The goal of a TAT coalition build is to establish an effective and sustainable working relationship between the trucking industry and law enforcement statewide, in order to combat the crime of human trafficking. 

While TAT plays a substantial role in spearheading the initial coalition, and will always make its resources available, it is the Office of the Attorney General and the State Trucking Association (along with a handful of other agencies) who assume the lead moving forward, insofar as they are local agencies capable of galvanizing the necessary stakeholders on both sides. These efforts are intended to result in the coordination and implementation of effective strategies and actions, in partnership with one another, that will close loopholes to traffickers who so easily exploit both victims and legitimate businesses for criminal gain.

The first phase in establishing this coalition is to co-host a coalition build meeting with Truckers Against Trafficking, the Office of the Attorney General and the State Trucking Association.  The initial goals of this meeting are to: 

1.     Gather leaders from various law enforcement departments, including representatives from Department of Public Safety and Department Of Transportation as well as county sheriff’s offices, in the same room with representatives/executives of local trucking companies and truck stop owners and managers.

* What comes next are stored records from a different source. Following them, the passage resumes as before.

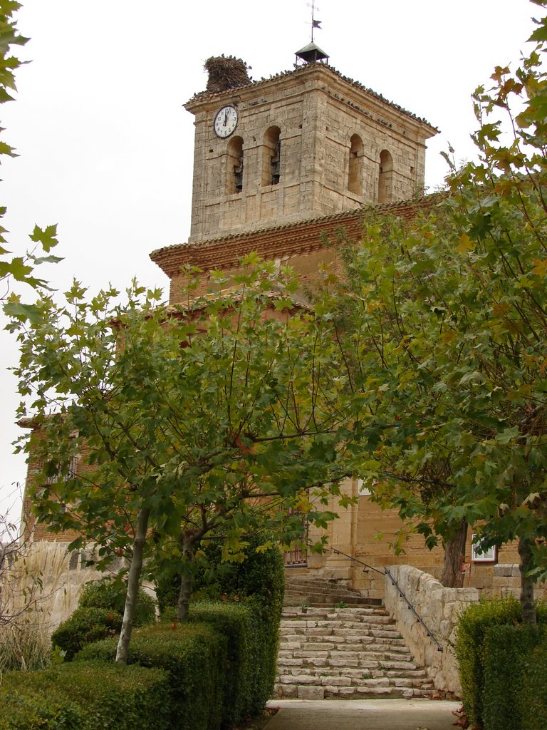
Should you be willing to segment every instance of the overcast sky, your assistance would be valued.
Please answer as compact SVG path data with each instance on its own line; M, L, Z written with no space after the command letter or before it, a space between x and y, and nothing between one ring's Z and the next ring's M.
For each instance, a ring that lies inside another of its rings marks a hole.
M292 68L310 39L303 0L23 0L16 101L3 134L20 157L4 162L1 204L9 247L21 251L35 223L58 224L64 261L44 274L60 291L73 277L92 291L166 279L149 258L187 239L193 117L182 104L205 88L205 60L233 55L255 80ZM494 66L518 64L540 9L528 0L319 0L316 42L346 76L423 117L426 185L442 185L440 152L473 156L470 96ZM15 384L17 353L0 333L0 495L23 482ZM0 504L1 503L0 502ZM0 507L1 508L1 507Z

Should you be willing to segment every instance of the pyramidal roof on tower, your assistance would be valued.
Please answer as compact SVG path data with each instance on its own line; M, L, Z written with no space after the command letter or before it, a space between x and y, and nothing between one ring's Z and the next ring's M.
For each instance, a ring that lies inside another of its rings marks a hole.
M322 50L317 43L311 41L308 45L300 48L296 52L297 58L301 58L306 64L314 64L318 61L325 61L328 63L329 57L324 50Z

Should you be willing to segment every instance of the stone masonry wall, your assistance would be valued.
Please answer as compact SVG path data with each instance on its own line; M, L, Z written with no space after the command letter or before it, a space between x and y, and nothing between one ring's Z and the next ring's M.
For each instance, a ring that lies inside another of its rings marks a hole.
M401 636L416 661L427 667L435 688L459 696L461 685L451 642L455 638L458 614L466 605L478 601L480 591L446 588L432 575L409 565L393 566L389 571L443 650L438 650L386 576L386 608L395 619Z
M480 598L499 598L520 592L519 566L499 564L489 566L492 585L476 588L447 588L428 573L409 565L392 566L389 572L431 633L443 647L439 651L416 620L399 591L389 577L385 578L385 606L397 622L401 636L416 661L427 667L436 689L459 695L461 685L457 662L451 645L456 638L456 624L460 612ZM547 595L547 586L536 586L536 597Z

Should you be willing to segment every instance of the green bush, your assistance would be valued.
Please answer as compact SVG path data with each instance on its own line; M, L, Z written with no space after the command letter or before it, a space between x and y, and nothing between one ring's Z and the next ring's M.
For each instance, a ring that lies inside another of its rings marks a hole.
M521 716L525 675L546 626L498 626L484 637L484 730L522 730ZM547 727L547 726L543 726Z
M547 638L529 656L519 698L521 728L547 728Z
M136 665L79 662L40 672L8 672L6 730L169 730L168 675ZM15 701L14 701L15 698ZM44 710L36 705L36 700ZM12 715L15 710L15 720ZM1 730L4 726L0 723Z
M113 661L116 640L90 644L76 662ZM177 730L217 730L220 727L225 676L227 641L212 626L167 623L134 631L129 647L130 664L158 667L169 675L172 705L171 723ZM230 702L230 698L225 698Z
M106 608L77 608L53 631L51 642L62 649L65 659L70 661L86 644L106 639L120 633L122 617Z
M127 584L119 579L92 580L82 589L79 608L104 608L123 615ZM133 626L144 626L155 620L155 602L142 588L139 589Z
M211 624L228 642L222 727L232 727L252 714L257 618L246 604L198 603L190 609L190 621Z
M223 595L225 602L216 604L193 603L190 620L211 623L228 639L230 669L228 672L225 723L229 725L245 715L262 712L274 692L279 640L279 623L283 608L284 566L283 555L277 548L257 550L265 540L255 534L248 539L247 558L241 564L214 572L213 593ZM220 564L222 542L212 541L206 546L209 565ZM160 582L157 585L160 604L164 607L165 620L173 620L174 607L166 607L170 599L176 602L178 578L174 583ZM203 572L195 577L194 587L201 591L206 580ZM247 618L229 606L244 606ZM214 606L217 607L214 607ZM239 637L239 638L238 638ZM241 647L237 646L241 641ZM252 669L250 675L247 667Z
M492 626L518 624L521 618L521 604L512 595L473 604L459 617L454 650L459 668L462 700L471 725L481 725L483 721L486 632ZM545 604L538 603L537 618L538 623L547 623Z
M0 687L0 730L74 730L82 728L82 708L58 691L44 691L36 687L19 689L9 682L9 675ZM15 674L15 672L14 672ZM18 672L19 676L34 676L39 672Z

2.     Offer an initial training on human trafficking to all participants at the meeting as well as offer concrete pathways and strategies for law enforcement and members of the trucking industry to work together to combat it. 

3.     Introduce truck stop owners and general managers to their local law enforcement officers in order to establish a local contact protocol through the contact list.

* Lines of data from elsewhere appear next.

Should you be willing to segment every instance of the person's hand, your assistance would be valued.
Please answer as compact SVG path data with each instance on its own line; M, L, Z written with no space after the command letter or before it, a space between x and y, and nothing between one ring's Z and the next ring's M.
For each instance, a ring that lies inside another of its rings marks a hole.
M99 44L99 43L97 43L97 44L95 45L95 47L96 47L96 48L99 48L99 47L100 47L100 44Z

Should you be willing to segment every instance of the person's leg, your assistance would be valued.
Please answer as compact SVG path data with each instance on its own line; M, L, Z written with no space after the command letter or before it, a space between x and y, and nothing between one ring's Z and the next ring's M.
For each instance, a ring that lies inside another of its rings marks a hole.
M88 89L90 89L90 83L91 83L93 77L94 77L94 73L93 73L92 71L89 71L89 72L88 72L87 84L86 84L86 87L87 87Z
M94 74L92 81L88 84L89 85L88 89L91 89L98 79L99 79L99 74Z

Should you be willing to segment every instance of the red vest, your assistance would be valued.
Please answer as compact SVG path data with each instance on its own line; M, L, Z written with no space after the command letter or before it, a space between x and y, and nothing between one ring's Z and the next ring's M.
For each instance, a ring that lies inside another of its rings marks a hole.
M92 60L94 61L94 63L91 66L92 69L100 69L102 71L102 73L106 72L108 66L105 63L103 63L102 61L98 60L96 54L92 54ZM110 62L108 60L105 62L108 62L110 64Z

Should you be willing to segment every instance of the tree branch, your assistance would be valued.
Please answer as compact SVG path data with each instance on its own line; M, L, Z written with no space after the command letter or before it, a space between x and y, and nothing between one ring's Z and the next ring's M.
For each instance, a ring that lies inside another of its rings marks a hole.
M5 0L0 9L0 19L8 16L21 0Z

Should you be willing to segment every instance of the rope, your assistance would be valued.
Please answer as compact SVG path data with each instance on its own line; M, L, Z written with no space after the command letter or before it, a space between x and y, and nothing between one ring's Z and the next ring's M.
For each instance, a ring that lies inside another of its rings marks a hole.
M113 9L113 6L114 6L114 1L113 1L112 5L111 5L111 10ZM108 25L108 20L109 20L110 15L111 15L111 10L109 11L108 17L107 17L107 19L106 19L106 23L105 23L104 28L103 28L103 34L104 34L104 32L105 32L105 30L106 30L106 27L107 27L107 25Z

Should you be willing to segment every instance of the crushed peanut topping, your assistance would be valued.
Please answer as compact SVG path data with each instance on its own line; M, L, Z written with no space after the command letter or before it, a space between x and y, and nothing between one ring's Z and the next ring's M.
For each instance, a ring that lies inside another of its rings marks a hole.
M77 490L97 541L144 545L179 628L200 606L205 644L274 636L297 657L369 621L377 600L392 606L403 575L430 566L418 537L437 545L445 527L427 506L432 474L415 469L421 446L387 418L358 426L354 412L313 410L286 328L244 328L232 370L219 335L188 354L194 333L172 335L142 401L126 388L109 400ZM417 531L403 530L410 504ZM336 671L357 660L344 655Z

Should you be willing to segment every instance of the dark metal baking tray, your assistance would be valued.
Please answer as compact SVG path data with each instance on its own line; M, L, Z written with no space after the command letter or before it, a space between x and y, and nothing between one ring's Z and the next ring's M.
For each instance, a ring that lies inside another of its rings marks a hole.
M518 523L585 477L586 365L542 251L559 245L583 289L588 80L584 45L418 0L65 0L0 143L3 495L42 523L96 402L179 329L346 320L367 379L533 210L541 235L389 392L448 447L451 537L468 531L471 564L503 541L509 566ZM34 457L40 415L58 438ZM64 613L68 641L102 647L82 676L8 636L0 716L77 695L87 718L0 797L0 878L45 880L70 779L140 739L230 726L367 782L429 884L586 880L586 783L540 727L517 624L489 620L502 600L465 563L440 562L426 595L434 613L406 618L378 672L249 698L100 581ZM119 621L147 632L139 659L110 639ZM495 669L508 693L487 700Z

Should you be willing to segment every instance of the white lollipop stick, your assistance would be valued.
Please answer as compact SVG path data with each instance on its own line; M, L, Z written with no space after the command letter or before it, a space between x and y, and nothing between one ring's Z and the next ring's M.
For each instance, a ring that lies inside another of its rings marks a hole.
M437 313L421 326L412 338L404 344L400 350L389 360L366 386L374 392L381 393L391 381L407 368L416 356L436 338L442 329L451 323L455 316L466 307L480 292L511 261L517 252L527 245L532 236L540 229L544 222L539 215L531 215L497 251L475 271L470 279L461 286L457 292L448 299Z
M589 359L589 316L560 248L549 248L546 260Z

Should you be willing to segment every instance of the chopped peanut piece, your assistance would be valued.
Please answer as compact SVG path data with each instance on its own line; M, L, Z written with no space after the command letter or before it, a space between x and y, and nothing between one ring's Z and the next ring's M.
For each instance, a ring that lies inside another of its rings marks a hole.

4.     Motivate more trucking companies to train drivers as a result of the build.

5.     Motivate truck stops to train employees and become points of distribution for TAT materials.

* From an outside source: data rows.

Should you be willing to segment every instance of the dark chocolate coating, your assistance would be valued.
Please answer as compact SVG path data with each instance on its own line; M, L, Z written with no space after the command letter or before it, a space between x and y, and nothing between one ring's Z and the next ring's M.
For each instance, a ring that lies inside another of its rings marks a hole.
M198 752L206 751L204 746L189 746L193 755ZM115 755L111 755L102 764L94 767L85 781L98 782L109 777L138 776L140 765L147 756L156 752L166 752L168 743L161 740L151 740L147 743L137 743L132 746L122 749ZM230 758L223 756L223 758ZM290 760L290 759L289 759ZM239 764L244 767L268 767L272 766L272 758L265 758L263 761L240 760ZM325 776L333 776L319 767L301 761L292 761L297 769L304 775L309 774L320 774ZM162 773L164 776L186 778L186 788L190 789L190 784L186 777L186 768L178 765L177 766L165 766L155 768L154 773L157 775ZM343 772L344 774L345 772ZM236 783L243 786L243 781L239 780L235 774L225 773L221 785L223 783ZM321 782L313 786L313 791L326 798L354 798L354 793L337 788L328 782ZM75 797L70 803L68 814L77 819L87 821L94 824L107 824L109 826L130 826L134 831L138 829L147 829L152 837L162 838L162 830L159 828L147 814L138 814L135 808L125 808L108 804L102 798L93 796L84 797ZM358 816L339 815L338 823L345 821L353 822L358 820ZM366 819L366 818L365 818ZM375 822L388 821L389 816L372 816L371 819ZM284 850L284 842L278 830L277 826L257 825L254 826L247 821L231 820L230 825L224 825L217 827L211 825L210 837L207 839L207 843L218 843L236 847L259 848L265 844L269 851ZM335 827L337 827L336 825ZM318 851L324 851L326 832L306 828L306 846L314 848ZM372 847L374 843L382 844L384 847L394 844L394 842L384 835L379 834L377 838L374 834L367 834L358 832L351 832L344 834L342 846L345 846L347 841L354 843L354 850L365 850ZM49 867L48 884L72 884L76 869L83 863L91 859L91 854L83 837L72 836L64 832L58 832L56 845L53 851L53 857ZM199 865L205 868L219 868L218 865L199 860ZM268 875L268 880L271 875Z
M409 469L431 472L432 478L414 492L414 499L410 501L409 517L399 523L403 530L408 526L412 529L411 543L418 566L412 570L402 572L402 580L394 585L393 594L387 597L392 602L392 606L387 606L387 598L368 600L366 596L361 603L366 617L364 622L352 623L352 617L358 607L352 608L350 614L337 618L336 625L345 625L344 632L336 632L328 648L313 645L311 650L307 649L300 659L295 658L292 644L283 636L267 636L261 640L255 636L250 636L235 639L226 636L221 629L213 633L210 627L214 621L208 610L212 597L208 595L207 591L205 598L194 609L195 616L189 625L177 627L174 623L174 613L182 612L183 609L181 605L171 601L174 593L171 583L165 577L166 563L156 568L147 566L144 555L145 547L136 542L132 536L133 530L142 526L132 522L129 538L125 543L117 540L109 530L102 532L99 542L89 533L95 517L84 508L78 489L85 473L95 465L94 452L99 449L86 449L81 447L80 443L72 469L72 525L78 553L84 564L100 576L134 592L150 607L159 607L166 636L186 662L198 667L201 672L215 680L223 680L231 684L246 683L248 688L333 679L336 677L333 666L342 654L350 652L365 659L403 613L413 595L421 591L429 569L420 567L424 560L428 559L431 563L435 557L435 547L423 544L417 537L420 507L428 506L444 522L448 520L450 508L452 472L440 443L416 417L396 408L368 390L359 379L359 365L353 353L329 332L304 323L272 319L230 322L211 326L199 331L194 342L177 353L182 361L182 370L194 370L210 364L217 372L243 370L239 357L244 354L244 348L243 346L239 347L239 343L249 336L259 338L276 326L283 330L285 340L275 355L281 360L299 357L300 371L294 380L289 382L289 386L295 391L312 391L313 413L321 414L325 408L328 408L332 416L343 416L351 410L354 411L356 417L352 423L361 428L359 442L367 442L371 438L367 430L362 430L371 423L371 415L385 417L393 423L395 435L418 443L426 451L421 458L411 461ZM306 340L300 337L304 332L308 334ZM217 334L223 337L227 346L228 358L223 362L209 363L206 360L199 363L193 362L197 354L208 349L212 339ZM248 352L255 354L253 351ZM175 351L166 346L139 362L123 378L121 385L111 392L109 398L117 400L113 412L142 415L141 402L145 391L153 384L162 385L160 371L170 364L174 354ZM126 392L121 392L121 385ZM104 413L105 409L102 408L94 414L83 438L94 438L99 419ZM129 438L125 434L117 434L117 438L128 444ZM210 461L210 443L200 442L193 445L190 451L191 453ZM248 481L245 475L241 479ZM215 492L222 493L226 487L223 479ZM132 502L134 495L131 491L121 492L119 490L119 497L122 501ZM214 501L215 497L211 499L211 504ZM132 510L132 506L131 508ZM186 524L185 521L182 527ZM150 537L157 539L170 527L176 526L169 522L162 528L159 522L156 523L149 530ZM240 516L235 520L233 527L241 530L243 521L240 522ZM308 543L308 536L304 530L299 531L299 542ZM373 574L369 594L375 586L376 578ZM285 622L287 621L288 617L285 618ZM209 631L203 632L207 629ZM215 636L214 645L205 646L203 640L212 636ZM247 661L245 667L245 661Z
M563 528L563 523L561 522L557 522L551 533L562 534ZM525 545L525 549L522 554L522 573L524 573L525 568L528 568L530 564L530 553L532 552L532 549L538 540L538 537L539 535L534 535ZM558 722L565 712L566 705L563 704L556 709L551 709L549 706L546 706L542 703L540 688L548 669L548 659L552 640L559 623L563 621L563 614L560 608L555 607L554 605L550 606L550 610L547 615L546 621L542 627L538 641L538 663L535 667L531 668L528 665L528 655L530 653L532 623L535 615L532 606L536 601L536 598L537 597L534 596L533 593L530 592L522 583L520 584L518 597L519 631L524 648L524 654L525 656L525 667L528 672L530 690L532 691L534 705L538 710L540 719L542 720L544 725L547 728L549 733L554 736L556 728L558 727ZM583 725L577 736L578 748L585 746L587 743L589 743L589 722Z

6.     Provide victim-centered law enforcement training on human trafficking by local law enforcement leaders and a survivor-leader sharing her story.     

7.     Promote a change in verbiage and mentality in both industries from “prostitute” to victim. 

8.     Work with the Office of the Attorney General to invite one vetted local victim service provider who can serve as a resource during the discussion as well as provide a list of local resources to have available at registration. 

The second phase is to implement sustainable strategies for combatting human trafficking through collaborative efforts.  The long-term goals of the coalitions are to:

1.     Utilize TAT materials in ongoing, in-state trainings for both law enforcement agencies and industry members.

2.     Chart increase in calls/reports into the hotline.

3.     Equip local or statewide anti-trafficking task forces with industry stakeholders.

4.     Assist in undercover investigations conducted between law enforcement agencies and industry stakeholders.

5.     Aid in the adoption of the Iowa MVE model statewide.

6.     Mandate TAT training at the CDL entry-level. 

To learn more about the impact of our last 5 Coalition Builds, sponsored by Change a Path, please click here.

TESTIMONIALS

 Investigator Neal Lofy is the co-founder of the Racine Coalition Against Human Trafficking (RCAHT), a 501 (c)(3) organization and network of local resources collaborating to increase communication among providers, identify gaps in services and provide advocacy and support for victims.

After attending a TAT coalition build in Menomonee Falls in July 2014, Neal became aware of the critical role members of the trucking industry can play in combating human trafficking and how they can collaboratively and effectively participate with law enforcement to combat these crimes.

“Most importantly, I learned about an organization that is solely dedicated to using the trucking industry to fight human trafficking -- TAT.  TAT has made me think about a population and organizations that I might not have never thought about partnering up with or focusing on when investigating human trafficking. TAT brought to light that truck stops are still used as an area to buy and sell people or sex. TAT ultimately played a part in a relationship that I have formed with Quality Carriers, who have been extremely valuable in all of our efforts and have always been there for us in any way they can assist.  In turn, when I first met the personnel at Quality Carriers, I had to mention TAT and suggest that they might want to partner up as well, because when we combine forces like this, we are at our strongest to recover those that are at their lowest.”